Kashyaps are fishermen and they are part of kolis : It is said that Valmiki cursed a Nishada hunter for hitting a bird which was sitting with its spouse. Sri Rama while going on exile to forests was helped by one Nishada king Guha to cross the river Ganga with his boat. The famous Nishada king named Guha who befriended the Kosala prince Raghava Rama was also was the king of Manimat kingdom.

Nishada was the kingdom of the Nishada Tribe, a tribe of people who the Vedic people considered as out-casts. The son begotten by a Sudra upon a Kshatriya women, becomes a Nishada and the duties assigned to him have reference to the catching of fish. When Bharata approached SriRama to return back and become the king of Ayodhya, Guha the king of Nishada tribe asks his relatives to guard the river bank and get ready for a battle, if necessary, with Bharata. Then, Guha approaches Bharata with a welcome-drink of honey, meat and fish. Sri Rama was also a koli Dravidian in the lineage of Mandhata and not different from Guha racially.

Nishadhas are Kshatriyas. The Kshatriyas called Atirathas, Amvashthas, Ugras, Vaidehas, Swapakas, Pukkasas, Tenas, Nishadas, Sutas, Magadhas, Ayogas, Karanas, Vratyas, and Chandalas have all sprung from the four original orders by intermixture with one another While some Nishadas battled for the sake of Pandavas, some others battled for Kauravas in the Kurukshetra War.
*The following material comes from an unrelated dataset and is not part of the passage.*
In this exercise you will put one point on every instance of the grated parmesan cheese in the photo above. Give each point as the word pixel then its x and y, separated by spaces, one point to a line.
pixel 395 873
Ekalavya was a king of a Bhil Nishada tribe. He attacked Dwaraka once, and was killed by Vasudeva Krishna in the battle. This kingdom was located in Aravalli ranges in Rajasthan state of India, possibly the district named Bhilwara. Other than the kingdom of Ekalavya there were many other Nishada kingdoms. Some of Vena's descendands became Nishadas and some others were called Mlechchhas, who resided on the Vindhya mountains.

Most of the warrior community people in South India today were the migrants from the banks of dried up mythical Saraswati river in Rajastan and it was the home land of Nishada, bhil, and koli fishermen communities. . A spot named Vinasana on the banks of Saraswati River is mentioned as the gate to the kingdom of the Nishadas. There the river is completely dried up and exist as a dry river channel. Sarswati river of Vedic period, which dried up a long time back, was a hot bed of early dravidian civilization and also the place of Aryan - Dravidian racial mixup producing several Indo-Aryan tribes and clans. These were the people who followed vedic religion who composed great hymes.
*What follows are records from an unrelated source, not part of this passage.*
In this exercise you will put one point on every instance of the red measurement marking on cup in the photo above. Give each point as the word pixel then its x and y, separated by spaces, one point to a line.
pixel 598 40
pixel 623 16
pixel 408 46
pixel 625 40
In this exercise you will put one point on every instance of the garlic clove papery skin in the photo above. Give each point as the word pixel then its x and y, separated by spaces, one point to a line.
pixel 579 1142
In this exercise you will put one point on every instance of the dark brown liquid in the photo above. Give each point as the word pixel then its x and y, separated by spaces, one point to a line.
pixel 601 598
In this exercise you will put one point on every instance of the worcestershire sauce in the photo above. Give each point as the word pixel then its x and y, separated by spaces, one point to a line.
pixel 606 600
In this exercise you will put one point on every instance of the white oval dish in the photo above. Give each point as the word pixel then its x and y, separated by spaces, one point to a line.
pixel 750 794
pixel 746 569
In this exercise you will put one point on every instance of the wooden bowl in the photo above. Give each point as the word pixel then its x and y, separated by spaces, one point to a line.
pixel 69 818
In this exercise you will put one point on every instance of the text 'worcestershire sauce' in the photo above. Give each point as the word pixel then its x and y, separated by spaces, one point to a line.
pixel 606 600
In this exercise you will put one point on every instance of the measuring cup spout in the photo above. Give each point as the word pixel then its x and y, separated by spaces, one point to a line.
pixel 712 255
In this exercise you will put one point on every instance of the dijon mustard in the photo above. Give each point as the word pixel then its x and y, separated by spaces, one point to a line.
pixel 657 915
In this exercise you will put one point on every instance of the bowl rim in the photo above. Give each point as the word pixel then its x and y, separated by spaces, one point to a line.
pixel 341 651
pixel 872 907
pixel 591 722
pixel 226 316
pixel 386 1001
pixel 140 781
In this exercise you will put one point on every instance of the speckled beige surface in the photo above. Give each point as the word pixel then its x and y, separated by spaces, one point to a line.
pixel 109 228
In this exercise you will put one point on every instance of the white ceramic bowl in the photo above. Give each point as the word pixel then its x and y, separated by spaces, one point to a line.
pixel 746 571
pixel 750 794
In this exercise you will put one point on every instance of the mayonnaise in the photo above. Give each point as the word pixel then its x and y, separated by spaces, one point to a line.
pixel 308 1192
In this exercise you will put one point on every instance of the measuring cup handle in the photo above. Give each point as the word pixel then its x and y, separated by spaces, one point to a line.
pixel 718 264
The Atharva Veda is a sacred text of Hinduism, part of the four books of the Vedas. The Atharva Veda was mainly composed by two clans of fire priests known as the Bhrigus (also called Atharvans) and Angirasas. It also includes composition of certain other Indo-Aryan clans such as the Kaushikas, Vasishthas and Kashyapas. Kashyaps seems to be the descendants of Sage Kashyap. Kashyap's son was Vivaswan ( Surya = Sun ). Thus the Vamsha of Kashyap's descendants is Suryavamsha. The kolis also belong to Suryavamsa in the lineage of Emperor Mandhata of Mohenjodaro, who belonged to royal clans of Manu. Manu comes in the lane down sage Kashyapa in Suryavamsa ( Solar Race).

After the alleged anihilation of kshatriya race by Parashurama, a state of anarchy was created after the sage Kashyap had accepted the gift of the earth from him,and handed over the same to brahmins. Sage Kashyap saved her from anarchy. The earth prayed him to give her the rulers and said that she had hidden many kshatriyas born of Haihaya ( Chedis & kalachuris ) race and described further how and where she had hidden other kshatriyas and requested him to install those kings, for protecting her . Accordingly Kashyapa called all those kings ,which were mentioned by the earth and installed them on thrones.